MPUSP/snakemake-ms-proteomics
Pipeline for automatic processing and quality control of mass spectrometry data
Overview
Topics: bioinformatics conda mass-spectrometry pipeline proteomics snakemake
Latest release: v1.0.0, Last update: 2025-01-30
Linting: linting: passed, Formatting:formatting: passed
Deployment
Step 1: Install Snakemake and Snakedeploy
Snakemake and Snakedeploy are best installed via the Mamba package manager (a drop-in replacement for conda). If you have neither Conda nor Mamba, it is recommended to install Miniforge. More details regarding Mamba can be found here.
When using Mamba, run
mamba create -c conda-forge -c bioconda --name snakemake snakemake snakedeploy
to install both Snakemake and Snakedeploy in an isolated environment. For all following commands ensure that this environment is activated via
conda activate snakemake
Step 2: Deploy workflow
With Snakemake and Snakedeploy installed, the workflow can be deployed as follows. First, create an appropriate project working directory on your system and enter it:
mkdir -p path/to/project-workdir
cd path/to/project-workdir
In all following steps, we will assume that you are inside of that directory. Then run
snakedeploy deploy-workflow https://github.com/MPUSP/snakemake-ms-proteomics . --tag v1.0.0
Snakedeploy will create two folders, workflow
and config
. The former contains the deployment of the chosen workflow as a Snakemake module, the latter contains configuration files which will be modified in the next step in order to configure the workflow to your needs.

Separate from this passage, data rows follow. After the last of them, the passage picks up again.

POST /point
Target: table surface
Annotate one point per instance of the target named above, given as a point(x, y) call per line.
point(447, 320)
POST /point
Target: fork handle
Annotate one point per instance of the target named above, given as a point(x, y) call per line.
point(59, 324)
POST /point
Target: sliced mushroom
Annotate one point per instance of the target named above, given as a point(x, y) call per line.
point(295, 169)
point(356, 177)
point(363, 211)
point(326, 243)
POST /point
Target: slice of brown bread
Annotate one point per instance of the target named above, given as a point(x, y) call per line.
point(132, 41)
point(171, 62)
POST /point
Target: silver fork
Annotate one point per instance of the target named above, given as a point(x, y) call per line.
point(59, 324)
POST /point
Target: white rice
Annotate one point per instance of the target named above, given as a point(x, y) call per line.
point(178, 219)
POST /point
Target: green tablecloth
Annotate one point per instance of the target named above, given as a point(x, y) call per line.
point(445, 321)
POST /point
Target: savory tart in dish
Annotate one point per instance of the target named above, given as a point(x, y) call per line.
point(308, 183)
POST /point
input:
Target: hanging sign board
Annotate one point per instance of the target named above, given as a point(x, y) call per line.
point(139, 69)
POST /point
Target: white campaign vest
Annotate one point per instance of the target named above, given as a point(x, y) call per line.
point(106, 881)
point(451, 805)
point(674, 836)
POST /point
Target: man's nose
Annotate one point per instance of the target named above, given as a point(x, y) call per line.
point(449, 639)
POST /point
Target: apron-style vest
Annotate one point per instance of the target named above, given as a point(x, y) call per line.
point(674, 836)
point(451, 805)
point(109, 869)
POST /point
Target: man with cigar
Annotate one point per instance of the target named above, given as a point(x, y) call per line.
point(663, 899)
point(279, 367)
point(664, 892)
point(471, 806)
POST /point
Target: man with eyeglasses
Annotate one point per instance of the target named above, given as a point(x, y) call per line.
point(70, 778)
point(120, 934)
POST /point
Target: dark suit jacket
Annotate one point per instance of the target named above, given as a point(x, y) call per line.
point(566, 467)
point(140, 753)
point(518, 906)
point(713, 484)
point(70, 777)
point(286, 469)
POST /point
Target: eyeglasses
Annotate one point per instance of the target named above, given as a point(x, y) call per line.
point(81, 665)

Step 3: Configure workflow
To configure the workflow, adapt config/config.yml
to your needs following the instructions below.
Step 4: Run workflow
The deployment method is controlled using the --software-deployment-method
(short --sdm
) argument.
To run the workflow with automatic deployment of all required software via conda
/mamba
, use
snakemake --cores all --sdm conda
Snakemake will automatically detect the main Snakefile
in the workflow
subfolder and execute the workflow module that has been defined by the deployment in step 2.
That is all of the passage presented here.